His three-day exhibition ‘In God’s Image’ was held at the International Centre Goa, Dona Paula from February 14. It included a lively conversation with his mother, noted writer and foodie Odette Mascarenhas. The stunning photographs on display covered different cultures and faiths, from Christianity to the mythology of Cambodia – and more often than not were focused on a god.
“God made us in his image. We made him based on our perceptions. His love for us started the war between God and evil when he allowed Lucifer to be cast from heaven. If he looked back at us now, would he be proud?” Nolan asks with an air of mystery.
Perhaps the most notable piece of his exhibition was the ‘Eternal Bond’, a picture of a statue of the Mother Mary and Jesus. In his words, this bond between mother and child symbolises God creating man. And yet despite the bond, the mother has little control over the impact of the world on her child and therefore it is best to let him find his own way. God may have created us, but our will is free – a message that shines through in Nolan’s work.
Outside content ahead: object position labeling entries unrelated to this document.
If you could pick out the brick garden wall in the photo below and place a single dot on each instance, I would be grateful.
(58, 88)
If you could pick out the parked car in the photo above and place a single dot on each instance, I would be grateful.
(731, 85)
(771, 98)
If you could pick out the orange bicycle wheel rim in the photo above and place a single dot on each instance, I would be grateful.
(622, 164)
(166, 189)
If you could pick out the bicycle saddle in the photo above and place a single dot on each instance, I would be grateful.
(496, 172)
Nolan speaks compellingly about his favourite techniques, including the use of natural over artificial light and film over digital. He says the process of learning never ends.
Despite his exhibition’s spiritual overtones, there was still something decidedly worldly about his exhibition, not the least of which were the tasty tidbits prepared by his mother Odette, Goa’s undisputed food guru. Nolan offers that everyone is free to like or dislike his work, but he does lament what he calls a lack of appreciation of photographers in India. Unlike much of the rest of the world, he says, photographers here are often not considered artists, but lower on the food chain.
What you click is what you get, so be sure to click well. A creation is only as good as the creator. For photographs such as Nolan’s where conventions are defied, hours and sometimes weeks are spent trying to get that one perfect shot – one that leaves viewers wanting more. In the rare moments when this happens, there’s one proud creator behind it.